So, the food I can’t get enough of this summer is jalapenos. In coleslaw, on grilled sandwiches, in guac and salsa… you name it, and if it contains jalapenos I probably want it.
Several months back Williams Sonoma began advertising a jalapeno roaster for the grill rack, but it is $20 and there was just somthing that felt wrong about spending such money on something so specific. Then, at Meijer last week, I came across a $5 version that was super cute. I don’t have a photo but it is shaped like a jalapeno and holds about 20 peppers. We snapped it up.
The very next day we were invited to a last-minute barbeque at my chair’s house, so I knew the time had arrived to try them. Here’s how it went.
1. Hollow out the jalapenos, after cutting off the tops.
I found a small serated knife worked best, but really it’s just about patience and agility. Two things I rarely have, I know. But for this, it was worth the commitment.
2. Reserve the tops.
If nothing else, they make cute little hats while they’re roasting on the grill.
3. I couldn’t find any use for the innards, so I sadly tossed them into the compost. But you do get a lot of guts, and the seeds and such should calm anyone who worries they they’re too spicy (although they did have a nice kick).

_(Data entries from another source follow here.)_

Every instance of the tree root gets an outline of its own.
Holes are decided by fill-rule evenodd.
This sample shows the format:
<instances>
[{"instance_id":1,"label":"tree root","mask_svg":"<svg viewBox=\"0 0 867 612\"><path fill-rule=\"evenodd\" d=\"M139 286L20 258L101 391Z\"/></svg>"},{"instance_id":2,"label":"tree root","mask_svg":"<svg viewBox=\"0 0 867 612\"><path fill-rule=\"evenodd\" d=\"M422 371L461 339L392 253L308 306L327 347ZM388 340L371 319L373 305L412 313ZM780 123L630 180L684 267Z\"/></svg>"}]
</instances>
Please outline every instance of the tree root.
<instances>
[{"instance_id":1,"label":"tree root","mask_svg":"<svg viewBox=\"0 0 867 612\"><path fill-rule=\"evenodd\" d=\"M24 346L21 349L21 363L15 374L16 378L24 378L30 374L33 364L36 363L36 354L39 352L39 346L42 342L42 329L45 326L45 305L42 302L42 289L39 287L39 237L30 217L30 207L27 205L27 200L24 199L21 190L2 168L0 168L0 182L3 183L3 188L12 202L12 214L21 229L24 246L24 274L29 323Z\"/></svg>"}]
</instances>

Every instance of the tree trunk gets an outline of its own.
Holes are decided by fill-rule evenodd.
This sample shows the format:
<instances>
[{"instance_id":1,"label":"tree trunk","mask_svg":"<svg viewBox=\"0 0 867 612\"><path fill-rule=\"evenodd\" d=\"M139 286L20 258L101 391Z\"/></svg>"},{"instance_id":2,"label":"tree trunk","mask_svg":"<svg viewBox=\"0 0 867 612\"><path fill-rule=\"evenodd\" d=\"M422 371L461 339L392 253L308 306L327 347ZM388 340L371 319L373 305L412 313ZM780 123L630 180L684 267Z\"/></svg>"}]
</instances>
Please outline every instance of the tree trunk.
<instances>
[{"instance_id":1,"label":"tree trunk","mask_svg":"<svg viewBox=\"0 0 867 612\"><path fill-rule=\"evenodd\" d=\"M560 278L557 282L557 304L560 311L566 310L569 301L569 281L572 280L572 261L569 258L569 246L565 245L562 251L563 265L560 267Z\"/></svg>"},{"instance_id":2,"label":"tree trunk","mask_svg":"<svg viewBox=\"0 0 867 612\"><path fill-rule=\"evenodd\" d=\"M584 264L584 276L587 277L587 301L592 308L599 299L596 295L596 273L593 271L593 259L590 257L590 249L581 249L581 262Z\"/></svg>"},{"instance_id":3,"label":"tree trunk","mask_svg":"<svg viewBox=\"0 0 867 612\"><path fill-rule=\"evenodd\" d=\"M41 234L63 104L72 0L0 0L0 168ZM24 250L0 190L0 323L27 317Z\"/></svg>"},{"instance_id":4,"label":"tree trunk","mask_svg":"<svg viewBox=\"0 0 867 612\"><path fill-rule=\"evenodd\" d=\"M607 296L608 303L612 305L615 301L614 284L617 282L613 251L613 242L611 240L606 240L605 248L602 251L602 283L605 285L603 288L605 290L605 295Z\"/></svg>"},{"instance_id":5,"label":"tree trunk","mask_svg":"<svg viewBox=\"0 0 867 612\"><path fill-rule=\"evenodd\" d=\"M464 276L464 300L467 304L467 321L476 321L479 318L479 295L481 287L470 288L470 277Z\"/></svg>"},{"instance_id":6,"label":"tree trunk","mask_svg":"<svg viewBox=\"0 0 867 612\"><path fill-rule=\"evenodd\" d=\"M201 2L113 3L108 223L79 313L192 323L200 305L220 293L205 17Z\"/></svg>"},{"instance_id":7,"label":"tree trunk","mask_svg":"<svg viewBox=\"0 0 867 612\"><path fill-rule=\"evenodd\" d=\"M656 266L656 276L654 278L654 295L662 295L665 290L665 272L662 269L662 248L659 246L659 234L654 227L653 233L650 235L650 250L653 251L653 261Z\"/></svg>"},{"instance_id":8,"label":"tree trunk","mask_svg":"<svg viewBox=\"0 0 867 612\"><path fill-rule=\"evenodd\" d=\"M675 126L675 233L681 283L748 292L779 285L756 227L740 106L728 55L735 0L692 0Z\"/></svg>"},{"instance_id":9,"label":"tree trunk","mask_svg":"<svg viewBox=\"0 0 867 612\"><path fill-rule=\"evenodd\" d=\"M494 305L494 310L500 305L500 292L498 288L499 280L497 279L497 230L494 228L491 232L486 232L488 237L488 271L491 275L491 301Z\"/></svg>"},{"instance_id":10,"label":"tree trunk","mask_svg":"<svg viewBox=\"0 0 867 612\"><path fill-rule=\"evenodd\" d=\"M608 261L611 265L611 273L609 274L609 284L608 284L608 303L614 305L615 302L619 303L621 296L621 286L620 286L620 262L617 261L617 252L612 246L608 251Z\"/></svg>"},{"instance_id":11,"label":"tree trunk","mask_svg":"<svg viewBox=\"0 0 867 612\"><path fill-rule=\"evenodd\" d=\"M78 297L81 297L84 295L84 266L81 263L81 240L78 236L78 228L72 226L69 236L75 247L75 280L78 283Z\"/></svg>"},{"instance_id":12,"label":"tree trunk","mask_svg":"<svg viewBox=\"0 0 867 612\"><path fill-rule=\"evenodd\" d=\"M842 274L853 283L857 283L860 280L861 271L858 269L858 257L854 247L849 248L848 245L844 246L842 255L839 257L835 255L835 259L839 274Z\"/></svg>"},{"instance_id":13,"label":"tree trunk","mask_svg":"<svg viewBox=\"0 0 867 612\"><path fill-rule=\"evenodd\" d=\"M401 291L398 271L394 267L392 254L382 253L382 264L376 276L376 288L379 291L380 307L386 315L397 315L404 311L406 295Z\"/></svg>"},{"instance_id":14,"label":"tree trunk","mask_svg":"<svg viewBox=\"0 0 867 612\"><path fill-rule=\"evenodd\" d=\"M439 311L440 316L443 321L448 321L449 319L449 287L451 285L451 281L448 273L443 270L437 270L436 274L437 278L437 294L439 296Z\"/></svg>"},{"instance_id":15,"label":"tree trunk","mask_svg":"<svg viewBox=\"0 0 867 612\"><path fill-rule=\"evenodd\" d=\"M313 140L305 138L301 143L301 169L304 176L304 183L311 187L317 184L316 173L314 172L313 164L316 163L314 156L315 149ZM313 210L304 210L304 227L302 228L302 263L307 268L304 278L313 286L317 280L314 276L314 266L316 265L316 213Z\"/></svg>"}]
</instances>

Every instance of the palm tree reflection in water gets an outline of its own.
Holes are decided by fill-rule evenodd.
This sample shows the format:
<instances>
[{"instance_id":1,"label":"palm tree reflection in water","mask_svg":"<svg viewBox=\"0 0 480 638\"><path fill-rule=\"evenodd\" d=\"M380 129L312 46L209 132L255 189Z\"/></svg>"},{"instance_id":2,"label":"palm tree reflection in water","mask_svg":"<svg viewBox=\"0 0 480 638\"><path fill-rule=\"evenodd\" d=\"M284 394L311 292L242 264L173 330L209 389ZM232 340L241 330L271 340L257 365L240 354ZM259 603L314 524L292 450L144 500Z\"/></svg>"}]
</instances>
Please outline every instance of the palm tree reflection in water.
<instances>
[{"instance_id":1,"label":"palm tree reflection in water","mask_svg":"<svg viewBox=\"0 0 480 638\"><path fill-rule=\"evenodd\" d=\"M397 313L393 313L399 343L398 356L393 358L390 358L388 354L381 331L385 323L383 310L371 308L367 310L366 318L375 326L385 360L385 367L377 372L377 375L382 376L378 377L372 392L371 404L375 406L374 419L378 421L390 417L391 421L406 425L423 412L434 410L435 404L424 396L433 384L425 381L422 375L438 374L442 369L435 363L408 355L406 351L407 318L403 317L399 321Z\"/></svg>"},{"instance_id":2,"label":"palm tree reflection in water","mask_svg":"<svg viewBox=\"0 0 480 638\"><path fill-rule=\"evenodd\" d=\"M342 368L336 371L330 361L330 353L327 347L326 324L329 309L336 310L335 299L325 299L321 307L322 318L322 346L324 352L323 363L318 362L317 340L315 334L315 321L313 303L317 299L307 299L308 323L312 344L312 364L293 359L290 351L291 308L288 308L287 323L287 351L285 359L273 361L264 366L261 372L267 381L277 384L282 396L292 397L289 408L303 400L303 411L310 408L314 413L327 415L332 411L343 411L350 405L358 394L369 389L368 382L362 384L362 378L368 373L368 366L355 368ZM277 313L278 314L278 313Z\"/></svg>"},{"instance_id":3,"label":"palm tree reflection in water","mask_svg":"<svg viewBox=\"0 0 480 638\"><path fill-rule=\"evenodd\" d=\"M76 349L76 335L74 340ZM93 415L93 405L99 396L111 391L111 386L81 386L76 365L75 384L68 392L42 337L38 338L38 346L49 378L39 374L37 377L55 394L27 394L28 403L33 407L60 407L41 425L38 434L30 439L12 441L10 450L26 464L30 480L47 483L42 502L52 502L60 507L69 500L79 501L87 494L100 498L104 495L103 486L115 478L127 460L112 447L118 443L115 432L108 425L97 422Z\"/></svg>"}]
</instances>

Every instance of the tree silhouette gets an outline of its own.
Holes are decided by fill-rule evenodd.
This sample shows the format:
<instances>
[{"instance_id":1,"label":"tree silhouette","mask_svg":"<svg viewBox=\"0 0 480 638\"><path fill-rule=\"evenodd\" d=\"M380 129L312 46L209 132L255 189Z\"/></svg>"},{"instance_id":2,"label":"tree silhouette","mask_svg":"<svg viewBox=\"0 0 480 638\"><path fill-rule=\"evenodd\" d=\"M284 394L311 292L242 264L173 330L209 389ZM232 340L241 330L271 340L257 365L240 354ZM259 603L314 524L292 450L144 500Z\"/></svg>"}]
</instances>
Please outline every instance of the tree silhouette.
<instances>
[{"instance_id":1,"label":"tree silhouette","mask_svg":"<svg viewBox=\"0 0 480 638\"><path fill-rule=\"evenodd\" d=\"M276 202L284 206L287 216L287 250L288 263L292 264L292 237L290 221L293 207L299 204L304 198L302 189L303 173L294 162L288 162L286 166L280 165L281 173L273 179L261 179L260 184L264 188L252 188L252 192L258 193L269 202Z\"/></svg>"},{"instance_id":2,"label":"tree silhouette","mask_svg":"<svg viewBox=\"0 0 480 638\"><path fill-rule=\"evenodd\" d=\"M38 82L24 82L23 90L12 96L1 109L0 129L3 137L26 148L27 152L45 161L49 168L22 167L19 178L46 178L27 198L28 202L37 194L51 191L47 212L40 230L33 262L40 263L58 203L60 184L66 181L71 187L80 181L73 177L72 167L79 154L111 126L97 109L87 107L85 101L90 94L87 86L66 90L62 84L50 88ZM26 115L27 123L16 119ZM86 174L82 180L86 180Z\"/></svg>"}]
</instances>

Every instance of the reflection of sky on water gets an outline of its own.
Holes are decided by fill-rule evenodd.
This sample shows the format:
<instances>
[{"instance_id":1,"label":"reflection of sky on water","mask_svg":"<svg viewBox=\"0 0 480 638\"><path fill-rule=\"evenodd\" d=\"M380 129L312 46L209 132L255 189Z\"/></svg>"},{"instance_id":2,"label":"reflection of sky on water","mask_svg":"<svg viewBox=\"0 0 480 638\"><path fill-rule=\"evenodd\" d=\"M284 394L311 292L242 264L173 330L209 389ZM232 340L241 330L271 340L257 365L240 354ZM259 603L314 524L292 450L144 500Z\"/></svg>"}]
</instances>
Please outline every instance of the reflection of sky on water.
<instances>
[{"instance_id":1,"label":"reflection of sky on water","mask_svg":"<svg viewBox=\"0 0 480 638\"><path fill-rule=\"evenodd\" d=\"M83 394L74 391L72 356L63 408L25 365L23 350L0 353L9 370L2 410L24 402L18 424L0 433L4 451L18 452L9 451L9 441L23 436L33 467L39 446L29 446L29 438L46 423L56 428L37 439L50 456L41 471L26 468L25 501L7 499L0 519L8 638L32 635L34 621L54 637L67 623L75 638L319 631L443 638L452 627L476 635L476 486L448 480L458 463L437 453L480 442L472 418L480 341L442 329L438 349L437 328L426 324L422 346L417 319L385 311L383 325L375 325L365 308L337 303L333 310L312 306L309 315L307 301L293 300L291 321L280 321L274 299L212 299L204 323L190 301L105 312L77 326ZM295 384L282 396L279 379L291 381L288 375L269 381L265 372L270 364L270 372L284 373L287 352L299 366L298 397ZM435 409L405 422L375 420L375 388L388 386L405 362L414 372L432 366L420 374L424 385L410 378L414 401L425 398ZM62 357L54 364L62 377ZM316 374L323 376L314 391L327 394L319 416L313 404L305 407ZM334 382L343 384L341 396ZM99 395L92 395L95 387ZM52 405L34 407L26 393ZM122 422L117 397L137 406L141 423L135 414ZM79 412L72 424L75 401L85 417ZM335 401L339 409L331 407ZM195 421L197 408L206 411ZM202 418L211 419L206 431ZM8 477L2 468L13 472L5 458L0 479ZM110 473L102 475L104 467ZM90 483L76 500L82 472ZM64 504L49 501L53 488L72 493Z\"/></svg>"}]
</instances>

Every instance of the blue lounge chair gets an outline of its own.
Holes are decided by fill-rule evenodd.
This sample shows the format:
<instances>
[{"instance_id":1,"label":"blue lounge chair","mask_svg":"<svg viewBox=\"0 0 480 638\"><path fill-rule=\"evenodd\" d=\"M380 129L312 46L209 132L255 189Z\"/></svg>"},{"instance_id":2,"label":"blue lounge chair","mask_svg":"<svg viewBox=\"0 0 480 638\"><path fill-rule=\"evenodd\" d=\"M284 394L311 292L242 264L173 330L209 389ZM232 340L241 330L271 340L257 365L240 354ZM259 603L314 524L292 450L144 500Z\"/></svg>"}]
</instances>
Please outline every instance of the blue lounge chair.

4. Mix cream cheese, cheddar (I used an applewood cheddar), bread crumbs, salt, and pepper to taste in a large bowl.
Many recipes call for bacon, but this tasted like bacon to me already! I credit the applewood cheddar, which has a smoked flavor.
5. Stuff and save for the grill!
I have photos of neither the grilling process nor the end result. Both times Bee tended the grill and I was too focused on enjoying them to even consider a photo. Perhaps that’s the best testament to their taste I can provide. They were GOOD! A wise investment, that roaster. Money well spent.